As you may recall, the reason why it could be used from only one thread at a time was that we kept the "Did the message box time out?" flag in a global. To fix it, we will move the flag to a per-instance location, namely a helper window.

Start with the scratch program, add the code for the scratch window class, change the name of the scratch window class so it doesn't conflict with the class name of the scratch program (thanks to reader Adrian for pointing this out), then add the following:

#define IDT_TOOLATE     1

typedef struct TOOLATEINFO {
 BOOL fTimedOut;
 HWND hwndReenable;
} TOOLATEINFO;

void CALLBACK
MsgBoxTooLateProc(HWND hwnd, UINT uiMsg, UINT_PTR idEvent, DWORD dwTime)
{
  TOOLATEINFO *ptli = reinterpret_cast<TOOLATEINFO*>(
    GetWindowLongPtr(hwnd, GWLP_USERDATA));
  if (ptli) {
    ptli->fTimedOut = TRUE;
    if (ptli->hwndReenable) {
       EnableWindow(ptli->hwndReenable, TRUE);
    }
    PostQuitMessage(42);
  }
}

int TimedMessageBox(HWND hwndOwner, LPCTSTR ptszText,
    LPCTSTR ptszCaption, UINT uType, DWORD dwTimeout)
{
  TOOLATEINFO tli;
  tli.fTimedOut = FALSE;
  BOOL fWasEnabled = hwndOwner && IsWindowEnabled(hwndOwner);
  tli.hwndReenable = fWasEnabled ? hwndOwner : NULL;

  HWND hwndScratch = CreateScratchWindow(hwndOwner, DefWindowProc);
  if (hwndScratch) {
      SetWindowLongPtr(hwndScratch, GWLP_USERDATA,
                       reinterpret_cast<LPARAM>(&tli));
      SetTimer(hwndScratch, IDT_TOOLATE, dwTimeout, MsgBoxTooLateProc);
  }
  int iResult = MessageBox(hwndOwner, ptszText, ptszCaption, uType);
  if (hwndScratch) {
    KillTimer(hwndScratch, IDT_TOOLATE);
    if (tli.fTimedOut) { // We timed out
      MSG msg;
      // Eat the fake WM_QUIT message we generated
      PeekMessage(&msg, NULL, WM_QUIT, WM_QUIT, PM_REMOVE);
      iResult = -1;
    }
    DestroyWindow(hwndScratch);
  }
  return iResult;
}

void OnChar(HWND hwnd, TCHAR ch, int cRepeat)
{
  switch (ch) {
  case ' ':
    TimedMessageBox(hwnd, TEXT("text"), TEXT("caption"),
                    MB_OK, 2000);
    break;
  }
}

// add to WndProc
    HANDLE_MSG(hwnd, WM_CHAR, OnChar);

// add to InitApp
    RegisterScratchWindowClass();

This is basically the same as the previous cheap version, just with slightly different bookkeeping.

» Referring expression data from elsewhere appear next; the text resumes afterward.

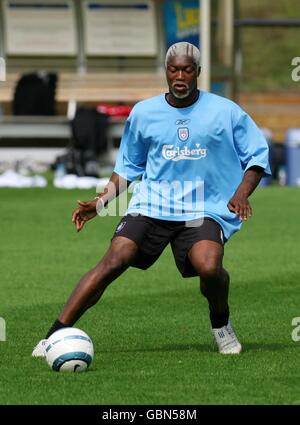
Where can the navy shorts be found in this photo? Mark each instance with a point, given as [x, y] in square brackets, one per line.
[153, 235]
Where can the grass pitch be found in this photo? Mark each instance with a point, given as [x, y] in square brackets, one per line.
[151, 329]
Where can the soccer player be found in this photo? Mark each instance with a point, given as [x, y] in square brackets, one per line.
[198, 157]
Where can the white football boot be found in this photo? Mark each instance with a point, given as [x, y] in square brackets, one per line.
[227, 340]
[40, 349]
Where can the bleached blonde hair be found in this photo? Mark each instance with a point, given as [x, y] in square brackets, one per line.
[183, 48]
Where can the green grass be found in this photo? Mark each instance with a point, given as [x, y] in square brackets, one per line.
[151, 329]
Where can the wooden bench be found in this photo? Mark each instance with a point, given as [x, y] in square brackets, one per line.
[87, 89]
[97, 87]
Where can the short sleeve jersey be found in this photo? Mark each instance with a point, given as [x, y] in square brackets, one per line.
[189, 161]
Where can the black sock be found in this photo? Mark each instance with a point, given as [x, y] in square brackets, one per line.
[55, 327]
[218, 320]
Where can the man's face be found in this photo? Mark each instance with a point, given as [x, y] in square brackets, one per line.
[182, 76]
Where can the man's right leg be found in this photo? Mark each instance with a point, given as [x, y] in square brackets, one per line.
[92, 285]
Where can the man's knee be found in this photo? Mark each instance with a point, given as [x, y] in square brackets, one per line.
[119, 256]
[209, 269]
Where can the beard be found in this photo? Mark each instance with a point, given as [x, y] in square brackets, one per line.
[180, 95]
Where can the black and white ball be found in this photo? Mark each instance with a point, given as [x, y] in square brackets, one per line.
[69, 350]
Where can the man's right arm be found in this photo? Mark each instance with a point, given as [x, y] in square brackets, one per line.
[112, 190]
[89, 209]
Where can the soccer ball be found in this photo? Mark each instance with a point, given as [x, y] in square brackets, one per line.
[69, 350]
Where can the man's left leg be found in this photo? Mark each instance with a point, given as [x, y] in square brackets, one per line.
[206, 257]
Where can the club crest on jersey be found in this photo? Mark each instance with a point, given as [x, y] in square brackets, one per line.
[120, 227]
[183, 133]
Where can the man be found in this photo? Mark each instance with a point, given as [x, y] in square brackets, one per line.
[199, 157]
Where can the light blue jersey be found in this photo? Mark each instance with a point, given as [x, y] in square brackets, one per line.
[190, 160]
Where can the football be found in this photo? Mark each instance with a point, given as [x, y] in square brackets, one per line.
[69, 350]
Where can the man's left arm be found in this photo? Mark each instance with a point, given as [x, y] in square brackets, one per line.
[239, 203]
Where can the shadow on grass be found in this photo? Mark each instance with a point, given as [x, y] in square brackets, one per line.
[164, 348]
[254, 346]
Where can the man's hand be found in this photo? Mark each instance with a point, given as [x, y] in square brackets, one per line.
[84, 213]
[240, 205]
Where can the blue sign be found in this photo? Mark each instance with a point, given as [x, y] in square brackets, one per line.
[181, 21]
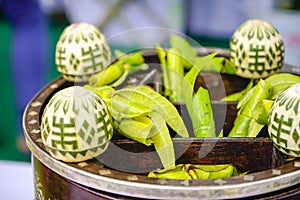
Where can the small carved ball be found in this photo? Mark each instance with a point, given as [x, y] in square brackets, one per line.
[76, 125]
[81, 51]
[256, 49]
[284, 121]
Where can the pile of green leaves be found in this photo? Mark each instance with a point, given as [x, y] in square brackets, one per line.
[181, 66]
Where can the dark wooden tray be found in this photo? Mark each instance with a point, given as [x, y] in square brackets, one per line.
[121, 171]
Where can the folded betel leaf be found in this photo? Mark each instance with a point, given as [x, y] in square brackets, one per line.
[256, 49]
[284, 120]
[196, 172]
[81, 50]
[76, 125]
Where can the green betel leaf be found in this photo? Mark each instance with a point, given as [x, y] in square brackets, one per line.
[202, 114]
[137, 129]
[162, 140]
[147, 96]
[124, 108]
[175, 72]
[239, 95]
[196, 172]
[200, 63]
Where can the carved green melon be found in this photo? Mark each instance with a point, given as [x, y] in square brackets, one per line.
[76, 125]
[284, 121]
[81, 51]
[256, 49]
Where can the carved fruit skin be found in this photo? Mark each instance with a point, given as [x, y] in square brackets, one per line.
[76, 125]
[256, 49]
[284, 121]
[81, 51]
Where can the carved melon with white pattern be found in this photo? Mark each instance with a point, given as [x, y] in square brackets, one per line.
[76, 125]
[81, 51]
[284, 121]
[256, 49]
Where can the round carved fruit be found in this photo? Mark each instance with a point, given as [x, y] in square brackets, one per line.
[256, 49]
[81, 51]
[284, 121]
[76, 125]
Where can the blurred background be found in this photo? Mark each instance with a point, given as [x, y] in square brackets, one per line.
[30, 29]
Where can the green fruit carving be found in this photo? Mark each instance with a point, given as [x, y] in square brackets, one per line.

The state of the timed message box is kept in the structure TOOLATEINFO. But how to pass this state to the timer callback? You can't pass any parameters to timer callbacks.

Aha, but timer callbacks do get a window handle. But as we discovered a few days ago, we can't just hang the callback off the hwndOwner window because we don't know how to pick a timer ID that doesn't conflict with an existing one.

The solution: Hang it on a window of our own window creation. That way, we get a whole new space of timer IDs to play in, separate from the timer IDs that belong to hwndOwner. The scratch window is a convenient window to use. We don't pass an interesting window procedure to CreateScratchWindow because there is no need; all we wanted was a window to own our timer.